Ma il mondo imprenditoriale non l’ha presa bene. Jean-Laurent Bonnafé, CEO di BNP Paribas, ha definito la CSRD un “delirio burocratico”, lamentando il peso amministrativo imposto alle aziende. Il governo francese, che inizialmente aveva sostenuto la direttiva, chiede ora un rinvio e un alleggerimento delle norme per le medie imprese.

La “doppia materialità” e le paure delle imprese
Uno degli aspetti più controversi della direttiva è il principio della “doppia materialità”, che obbliga le aziende non solo a dichiarare come il cambiamento climatico influisce sulle loro finanze, ma anche a rendere conto del proprio impatto sull’ambiente. Un’industria inquinante, anche in assenza di sanzioni, dovrà quantificare i danni causati e comunicarli pubblicamente.
Questo punto spaventa molti dirigenti, che temono conseguenze legali e danni reputazionali. Pascal Durand, ex eurodeputato e relatore della direttiva, ha dichiarato che le aziende temono che i dati dichiarati possano “rivoltarsi contro di loro”, aprendo la strada a cause e pressioni pubbliche.

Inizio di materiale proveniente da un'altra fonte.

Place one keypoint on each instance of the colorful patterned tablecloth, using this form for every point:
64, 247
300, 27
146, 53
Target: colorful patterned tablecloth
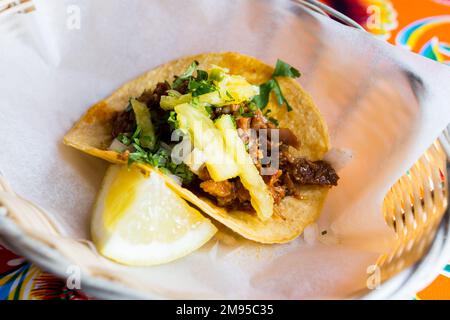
422, 26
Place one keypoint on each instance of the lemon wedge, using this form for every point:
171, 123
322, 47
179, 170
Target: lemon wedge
139, 221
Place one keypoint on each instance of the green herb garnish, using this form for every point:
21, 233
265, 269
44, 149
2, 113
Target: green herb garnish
282, 69
124, 139
186, 75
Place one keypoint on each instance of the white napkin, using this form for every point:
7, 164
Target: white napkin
383, 103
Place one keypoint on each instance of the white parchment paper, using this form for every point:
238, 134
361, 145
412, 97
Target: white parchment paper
381, 102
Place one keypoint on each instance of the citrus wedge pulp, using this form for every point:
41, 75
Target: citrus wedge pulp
139, 221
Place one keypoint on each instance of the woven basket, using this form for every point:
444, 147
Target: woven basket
413, 208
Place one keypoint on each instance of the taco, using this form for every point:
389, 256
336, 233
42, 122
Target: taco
227, 112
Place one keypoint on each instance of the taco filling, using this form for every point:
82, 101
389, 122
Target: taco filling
223, 136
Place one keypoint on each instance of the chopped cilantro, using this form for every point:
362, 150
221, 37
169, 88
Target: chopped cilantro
124, 139
202, 75
186, 75
274, 121
283, 69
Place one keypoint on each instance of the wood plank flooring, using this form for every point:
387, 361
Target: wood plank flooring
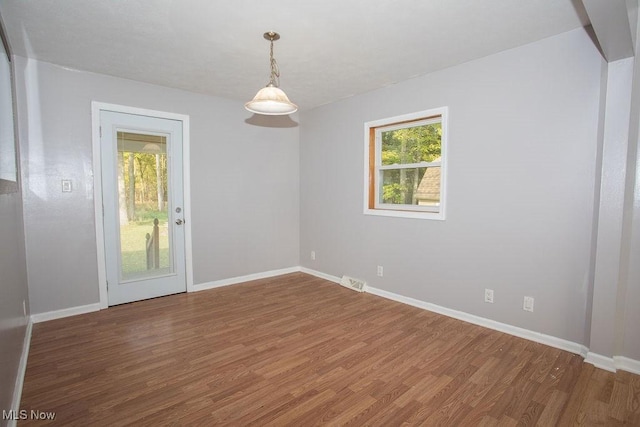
298, 350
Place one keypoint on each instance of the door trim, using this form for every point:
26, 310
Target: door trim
96, 107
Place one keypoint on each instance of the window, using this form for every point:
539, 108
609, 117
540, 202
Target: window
406, 157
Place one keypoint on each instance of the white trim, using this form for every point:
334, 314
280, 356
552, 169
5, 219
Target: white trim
541, 338
241, 279
22, 370
600, 361
65, 312
321, 275
626, 364
96, 107
405, 211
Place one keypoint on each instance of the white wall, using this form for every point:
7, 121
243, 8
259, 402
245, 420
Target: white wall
13, 293
630, 267
244, 182
522, 153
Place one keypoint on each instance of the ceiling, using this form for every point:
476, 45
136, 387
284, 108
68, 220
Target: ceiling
329, 49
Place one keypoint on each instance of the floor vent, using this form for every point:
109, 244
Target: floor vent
351, 283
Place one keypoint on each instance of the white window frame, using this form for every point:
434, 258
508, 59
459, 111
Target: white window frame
373, 129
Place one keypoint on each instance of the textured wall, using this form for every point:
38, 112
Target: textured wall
13, 293
244, 182
522, 151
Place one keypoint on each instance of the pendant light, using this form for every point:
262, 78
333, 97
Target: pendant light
271, 100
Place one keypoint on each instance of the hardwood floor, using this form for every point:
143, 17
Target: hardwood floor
298, 350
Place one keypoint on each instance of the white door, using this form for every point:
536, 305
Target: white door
142, 194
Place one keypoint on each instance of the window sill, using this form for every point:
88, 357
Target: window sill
438, 216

Banche e imprese cambiano rotta
Inizialmente sostenuta dal settore finanziario, la CSRD sta ora incontrando resistenze anche da parte delle banche. BNP Paribas ha recentemente annunciato un cambiamento di strategia: continuerà a sostenere la finanza sostenibile, ma allenterà le restrizioni sugli investimenti in settori come cemento e acciaio, considerati troppo penalizzati dalle normative ESG.
Anche altre banche globali, come Goldman Sachs e Morgan Stanley, hanno iniziato a ritirarsi da alleanze climatiche, soprattutto dopo l’elezione di Donald Trump, noto critico della finanza verde. Le pressioni legali negli Stati Uniti, dove alcuni stati hanno avviato cause contro i fondi ESG, stanno facendo riflettere gli istituti europei.

Una battaglia politica in Europa
La direttiva è diventata un tema caldo nella politica europea. La Germania non ha ancora integrato la CSRD nella propria legislazione, mentre Bruxelles ha dovuto richiamare 17 stati membri che non l’hanno ancora recepita. A livello europeo, il dibattito è acceso: da un lato chi vuole semplificare la normativa per non penalizzare la competitività delle imprese, dall’altro chi difende la trasparenza come strumento essenziale per una crescita sostenibile.